The timeline was compressed. From stepping away in 2021 to returning to the PGA TOUR in 2023, the window was narrow. The progression from absence to full participation at the highest level is what separates his story from more conventional career arcs.
Competing Again at the Highest Level
Griffin’s return placed him back into a field where margins are small and expectations are immediate. Events like THE PLAYERS Championship do not allow for extended adjustment periods. Performance is required from the start.
His presence in those fields confirmed that the rebuild had translated. The technical aspects of his game had returned, but just as importantly, so had the ability to compete under pressure.
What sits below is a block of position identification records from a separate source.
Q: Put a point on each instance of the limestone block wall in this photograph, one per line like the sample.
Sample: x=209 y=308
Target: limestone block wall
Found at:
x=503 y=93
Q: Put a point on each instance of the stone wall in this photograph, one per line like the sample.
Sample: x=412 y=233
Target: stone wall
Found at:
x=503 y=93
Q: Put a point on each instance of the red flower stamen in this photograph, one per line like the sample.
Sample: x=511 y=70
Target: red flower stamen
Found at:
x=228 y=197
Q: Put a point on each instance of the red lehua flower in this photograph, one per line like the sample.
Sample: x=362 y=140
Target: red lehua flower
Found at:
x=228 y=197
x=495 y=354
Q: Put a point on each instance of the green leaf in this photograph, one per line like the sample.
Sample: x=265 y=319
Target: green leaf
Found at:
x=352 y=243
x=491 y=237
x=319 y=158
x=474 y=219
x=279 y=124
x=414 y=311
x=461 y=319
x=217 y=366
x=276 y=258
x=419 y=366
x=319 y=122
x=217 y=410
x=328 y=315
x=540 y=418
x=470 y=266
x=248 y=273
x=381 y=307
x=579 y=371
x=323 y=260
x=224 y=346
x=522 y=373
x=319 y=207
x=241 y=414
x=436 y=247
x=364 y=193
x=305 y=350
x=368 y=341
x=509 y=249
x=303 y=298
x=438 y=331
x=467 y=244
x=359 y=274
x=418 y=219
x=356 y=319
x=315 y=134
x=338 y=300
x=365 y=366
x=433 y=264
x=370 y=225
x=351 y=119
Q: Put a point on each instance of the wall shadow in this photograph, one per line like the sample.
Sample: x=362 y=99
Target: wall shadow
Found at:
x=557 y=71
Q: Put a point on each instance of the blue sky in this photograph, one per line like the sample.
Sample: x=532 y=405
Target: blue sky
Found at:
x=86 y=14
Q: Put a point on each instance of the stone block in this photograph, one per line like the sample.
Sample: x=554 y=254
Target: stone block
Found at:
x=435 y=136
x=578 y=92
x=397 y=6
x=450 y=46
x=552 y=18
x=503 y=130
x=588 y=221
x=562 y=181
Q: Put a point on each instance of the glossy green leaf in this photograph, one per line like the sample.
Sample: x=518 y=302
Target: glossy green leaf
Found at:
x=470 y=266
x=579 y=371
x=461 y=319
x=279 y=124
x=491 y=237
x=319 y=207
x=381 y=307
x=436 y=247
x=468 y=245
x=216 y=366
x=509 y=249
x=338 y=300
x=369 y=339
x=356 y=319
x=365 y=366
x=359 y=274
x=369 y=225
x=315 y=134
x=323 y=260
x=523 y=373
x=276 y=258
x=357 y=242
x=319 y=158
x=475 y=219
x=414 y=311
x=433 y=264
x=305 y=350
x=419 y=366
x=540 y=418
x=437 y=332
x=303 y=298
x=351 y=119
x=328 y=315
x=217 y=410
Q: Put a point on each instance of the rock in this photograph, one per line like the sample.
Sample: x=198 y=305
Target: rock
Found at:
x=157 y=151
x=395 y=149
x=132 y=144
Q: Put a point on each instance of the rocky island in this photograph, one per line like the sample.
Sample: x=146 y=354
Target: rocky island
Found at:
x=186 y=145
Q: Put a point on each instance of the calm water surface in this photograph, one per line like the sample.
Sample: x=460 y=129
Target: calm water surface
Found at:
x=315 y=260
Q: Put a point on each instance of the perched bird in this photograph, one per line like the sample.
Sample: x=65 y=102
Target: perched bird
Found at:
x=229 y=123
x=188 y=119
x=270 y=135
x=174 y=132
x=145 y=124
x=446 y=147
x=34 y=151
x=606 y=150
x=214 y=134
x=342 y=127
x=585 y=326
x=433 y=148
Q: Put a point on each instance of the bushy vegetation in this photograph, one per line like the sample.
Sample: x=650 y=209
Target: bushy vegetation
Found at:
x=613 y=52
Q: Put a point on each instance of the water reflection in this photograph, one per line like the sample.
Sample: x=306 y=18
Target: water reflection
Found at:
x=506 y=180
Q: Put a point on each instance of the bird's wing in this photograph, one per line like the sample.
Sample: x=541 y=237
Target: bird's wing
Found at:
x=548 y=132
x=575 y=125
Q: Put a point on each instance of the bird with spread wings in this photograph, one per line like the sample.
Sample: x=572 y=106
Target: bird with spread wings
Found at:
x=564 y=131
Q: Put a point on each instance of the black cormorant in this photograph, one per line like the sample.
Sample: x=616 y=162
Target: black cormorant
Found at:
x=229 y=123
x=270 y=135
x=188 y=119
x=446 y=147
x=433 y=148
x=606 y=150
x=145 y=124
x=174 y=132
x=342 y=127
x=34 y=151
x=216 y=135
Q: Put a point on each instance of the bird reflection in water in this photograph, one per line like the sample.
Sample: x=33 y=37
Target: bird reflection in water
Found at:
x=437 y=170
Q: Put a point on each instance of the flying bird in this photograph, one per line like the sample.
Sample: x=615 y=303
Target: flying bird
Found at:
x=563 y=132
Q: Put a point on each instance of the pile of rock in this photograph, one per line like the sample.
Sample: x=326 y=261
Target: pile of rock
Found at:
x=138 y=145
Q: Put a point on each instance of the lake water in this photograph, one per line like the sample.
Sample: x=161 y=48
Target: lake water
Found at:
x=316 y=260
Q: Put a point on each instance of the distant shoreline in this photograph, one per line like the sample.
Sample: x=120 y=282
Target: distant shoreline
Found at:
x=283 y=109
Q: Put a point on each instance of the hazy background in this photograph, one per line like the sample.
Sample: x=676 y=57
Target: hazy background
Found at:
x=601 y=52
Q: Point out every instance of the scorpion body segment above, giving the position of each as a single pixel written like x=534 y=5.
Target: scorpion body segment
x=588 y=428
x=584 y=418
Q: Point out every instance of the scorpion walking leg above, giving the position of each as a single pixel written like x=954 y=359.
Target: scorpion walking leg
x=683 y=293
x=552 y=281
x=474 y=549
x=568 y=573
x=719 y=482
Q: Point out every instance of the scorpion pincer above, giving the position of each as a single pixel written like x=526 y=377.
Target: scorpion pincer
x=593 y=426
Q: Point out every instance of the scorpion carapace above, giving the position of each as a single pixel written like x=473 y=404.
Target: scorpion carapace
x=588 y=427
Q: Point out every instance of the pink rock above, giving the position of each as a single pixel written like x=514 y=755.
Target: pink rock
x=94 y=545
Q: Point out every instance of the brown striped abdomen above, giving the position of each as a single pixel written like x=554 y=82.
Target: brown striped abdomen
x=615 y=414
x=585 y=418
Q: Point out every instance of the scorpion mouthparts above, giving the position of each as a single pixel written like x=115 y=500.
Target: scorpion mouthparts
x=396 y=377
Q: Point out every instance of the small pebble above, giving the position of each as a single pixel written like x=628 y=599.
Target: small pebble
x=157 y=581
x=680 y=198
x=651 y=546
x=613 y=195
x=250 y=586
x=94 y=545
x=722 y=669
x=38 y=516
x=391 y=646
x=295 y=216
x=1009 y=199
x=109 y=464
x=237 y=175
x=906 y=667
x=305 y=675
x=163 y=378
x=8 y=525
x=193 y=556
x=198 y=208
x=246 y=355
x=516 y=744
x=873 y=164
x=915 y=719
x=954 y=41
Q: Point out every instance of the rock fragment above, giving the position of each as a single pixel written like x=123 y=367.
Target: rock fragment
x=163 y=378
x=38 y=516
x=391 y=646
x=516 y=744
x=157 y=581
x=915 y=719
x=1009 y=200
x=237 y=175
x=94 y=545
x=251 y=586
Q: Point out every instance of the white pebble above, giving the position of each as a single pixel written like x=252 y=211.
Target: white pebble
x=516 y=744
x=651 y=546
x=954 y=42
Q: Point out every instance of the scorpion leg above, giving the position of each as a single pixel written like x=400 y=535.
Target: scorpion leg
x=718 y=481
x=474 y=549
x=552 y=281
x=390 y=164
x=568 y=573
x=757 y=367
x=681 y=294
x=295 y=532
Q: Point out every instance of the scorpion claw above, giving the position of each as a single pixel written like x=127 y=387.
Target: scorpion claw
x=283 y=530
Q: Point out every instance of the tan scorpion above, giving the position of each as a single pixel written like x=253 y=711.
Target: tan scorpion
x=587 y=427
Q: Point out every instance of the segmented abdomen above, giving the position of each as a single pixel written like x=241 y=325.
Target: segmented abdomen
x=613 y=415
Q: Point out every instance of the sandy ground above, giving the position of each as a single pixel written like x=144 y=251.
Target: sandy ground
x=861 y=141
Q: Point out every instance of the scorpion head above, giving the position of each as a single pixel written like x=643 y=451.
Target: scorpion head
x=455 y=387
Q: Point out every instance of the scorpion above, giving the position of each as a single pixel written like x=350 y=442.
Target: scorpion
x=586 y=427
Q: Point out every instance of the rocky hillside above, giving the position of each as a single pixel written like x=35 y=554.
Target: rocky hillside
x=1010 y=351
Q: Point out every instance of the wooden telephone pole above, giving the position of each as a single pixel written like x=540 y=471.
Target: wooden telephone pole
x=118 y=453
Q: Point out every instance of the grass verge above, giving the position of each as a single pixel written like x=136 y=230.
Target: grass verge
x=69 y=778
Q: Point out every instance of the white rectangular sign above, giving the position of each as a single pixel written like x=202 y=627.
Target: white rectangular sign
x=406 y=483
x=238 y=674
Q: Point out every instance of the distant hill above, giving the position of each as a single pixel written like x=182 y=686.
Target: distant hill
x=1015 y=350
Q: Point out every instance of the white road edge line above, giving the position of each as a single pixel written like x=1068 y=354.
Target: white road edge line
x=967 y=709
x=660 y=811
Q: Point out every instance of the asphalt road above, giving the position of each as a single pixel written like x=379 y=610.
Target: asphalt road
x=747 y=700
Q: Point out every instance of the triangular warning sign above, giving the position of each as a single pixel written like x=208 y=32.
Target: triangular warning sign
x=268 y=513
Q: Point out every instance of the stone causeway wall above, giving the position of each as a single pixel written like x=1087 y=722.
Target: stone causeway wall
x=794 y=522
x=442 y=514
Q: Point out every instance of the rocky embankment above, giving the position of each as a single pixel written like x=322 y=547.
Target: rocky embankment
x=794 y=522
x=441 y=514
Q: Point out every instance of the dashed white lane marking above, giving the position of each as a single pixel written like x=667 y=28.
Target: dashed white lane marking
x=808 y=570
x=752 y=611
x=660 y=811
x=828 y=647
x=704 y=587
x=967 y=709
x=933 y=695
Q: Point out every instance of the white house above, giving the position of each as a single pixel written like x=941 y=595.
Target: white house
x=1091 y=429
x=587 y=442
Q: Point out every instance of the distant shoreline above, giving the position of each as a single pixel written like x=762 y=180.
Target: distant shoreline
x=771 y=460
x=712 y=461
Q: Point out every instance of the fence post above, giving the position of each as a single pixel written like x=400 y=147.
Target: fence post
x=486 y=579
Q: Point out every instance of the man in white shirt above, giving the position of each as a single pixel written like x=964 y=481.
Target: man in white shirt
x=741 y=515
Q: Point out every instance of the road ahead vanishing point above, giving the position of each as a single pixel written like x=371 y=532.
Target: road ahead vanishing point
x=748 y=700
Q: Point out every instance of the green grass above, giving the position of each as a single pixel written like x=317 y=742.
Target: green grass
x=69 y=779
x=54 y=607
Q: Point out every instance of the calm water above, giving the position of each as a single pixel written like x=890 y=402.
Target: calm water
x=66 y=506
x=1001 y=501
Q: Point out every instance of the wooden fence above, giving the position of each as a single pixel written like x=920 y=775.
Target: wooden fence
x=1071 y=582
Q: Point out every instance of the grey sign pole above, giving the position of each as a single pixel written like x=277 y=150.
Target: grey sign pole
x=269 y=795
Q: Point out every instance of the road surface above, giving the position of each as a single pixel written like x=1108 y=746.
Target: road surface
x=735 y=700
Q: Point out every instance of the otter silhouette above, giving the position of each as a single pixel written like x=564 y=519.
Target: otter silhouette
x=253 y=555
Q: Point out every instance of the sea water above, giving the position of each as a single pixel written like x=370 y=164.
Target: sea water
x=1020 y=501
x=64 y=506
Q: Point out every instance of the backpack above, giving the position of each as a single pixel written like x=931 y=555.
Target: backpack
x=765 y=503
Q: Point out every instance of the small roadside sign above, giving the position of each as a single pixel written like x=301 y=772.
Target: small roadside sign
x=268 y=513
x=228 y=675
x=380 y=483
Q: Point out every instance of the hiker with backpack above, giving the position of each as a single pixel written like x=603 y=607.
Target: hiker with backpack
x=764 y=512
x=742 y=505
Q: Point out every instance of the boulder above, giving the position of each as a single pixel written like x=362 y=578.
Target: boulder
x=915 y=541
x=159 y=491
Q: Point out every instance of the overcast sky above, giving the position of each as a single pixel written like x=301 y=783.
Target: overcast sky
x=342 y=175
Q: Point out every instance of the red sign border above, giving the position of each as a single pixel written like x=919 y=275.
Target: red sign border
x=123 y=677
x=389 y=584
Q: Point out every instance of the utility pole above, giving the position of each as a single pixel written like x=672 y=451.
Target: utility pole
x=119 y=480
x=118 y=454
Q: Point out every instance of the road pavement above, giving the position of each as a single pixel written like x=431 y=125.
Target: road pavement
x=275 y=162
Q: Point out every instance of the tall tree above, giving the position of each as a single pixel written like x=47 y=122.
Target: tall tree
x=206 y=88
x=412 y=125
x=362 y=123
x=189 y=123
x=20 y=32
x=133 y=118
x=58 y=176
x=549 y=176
Griffin has also become recognizable on the PGA TOUR for wearing sunglasses, a choice tied to symptomatic eye floaters rather than style. Away from the course, his comeback has folded into his personal life as well. In December 2025, he married Dana Myeroff in Palm Beach, Florida. The two met during a night out in Florida, dated for two years, and he later proposed in Sea Island, Georgia. Doug Sieg, whose support helped restart Griffin’s career, officiated the ceremony, bringing the defining relationship of his comeback into a different setting.
A Different Kind of Comeback
Griffin’s path does not follow the typical progression of a player moving steadily through the professional ranks. It includes a full departure from the sport, a transition into a different career, and a return that was made possible through external support.
That sequence highlights a broader reality within professional golf. The margins are not defined solely by skill. Access to resources, financial backing, and timing all influence how a career develops.
Players at the developmental level often operate without guarantees. The cost of competing can outweigh the returns, even for those with the ability to succeed. Griffin’s experience reflects how quickly that balance can shift when circumstances change.
What It Represents
Griffin’s return shows that leaving the game is not always final, and that re-entry can happen under the right conditions.
His current position on the PGA TOUR is the result of a sequence that moved quickly once it began. A decision to step away, followed by a conversation that created a path back, and then a period of performance that confirmed it.
Griffin is now back inside the game, competing at its highest level, with a career shaped as much by timing and opportunity as by performance.